The wider a bank’s offering in liquidity management, the better. Improving liquidity essentially helps clients maximize the interest earned for positive balances while minimizing the interest paid for negative balances. Banks often offer liquidity products such as sweeping, which ensures that all the money held in a client’s selected accounts with the bank is periodically transferred to one centralized bank account, and notional pooling, in which a client’s cash remains dispersed across accounts but the total is recorded as though the cash has been centralized. Any liquidity product—including sweeping, pooling, forecasting, and short-term investments—will be critical to attracting a company’s main operating account and, as a result, its deposits.

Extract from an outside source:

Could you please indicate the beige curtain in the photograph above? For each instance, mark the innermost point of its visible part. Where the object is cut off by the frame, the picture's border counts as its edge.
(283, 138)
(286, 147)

Banks hoping to attract operating accounts can consider rolling out the following products and strategies related to payments and liquidity:

  • Deposit as a service (DaaS). A full suite of deposit offerings is embedded at client sites, while the bank continues to hold the relevant deposits. A typical example in this category is client escrow accounts at real estate developers.
  • Multicurrency virtual account. A bank can offer clients one account that is combined with sub-accounts or sub-ledgers in the most popular global currencies and that receives deposits without requiring cross-border transactions.
  • Environmental, social, and governance (ESG) deposits. Beyond traditional green-deposit offerings, which let clients invest cash in interest-bearing products that fund projects benefiting the environment, new offerings can extend into the social and governance portions of ESG. It is important for banks to be transparent about their ESG products, making sure they stand up to regulatory scrutiny and avoid “greenwashing.”
  • Third-party money market funds. A bank might choose to offer a client access to a money market fund at a different institution to help that client get a higher yield or diversify risk. Such a defensive approach could enable the bank to hang on to deposits that might otherwise be transferred to a rival bank.
  • AI as a liquidity optimizer. Banks can use AI to help clients optimize their liquidity by monitoring liquidity structures such as sweeps, notional pooling, and cash forecasting so clients can avoid balances that are sitting idle or unnecessary overdraft fees.

Deposit outflows are affecting all corners of the banking industry, including transaction banking, as interest rates remain relatively high and depositors hunt for a better deal. The seven steps outlined in this article—including devising an optimal pricing strategy on deposit rates, building a trove of data on deposit inflows and outflows, and creating a deposit desk to make sense of it all—can help banks of any size or geography retain existing deposits and attract new ones.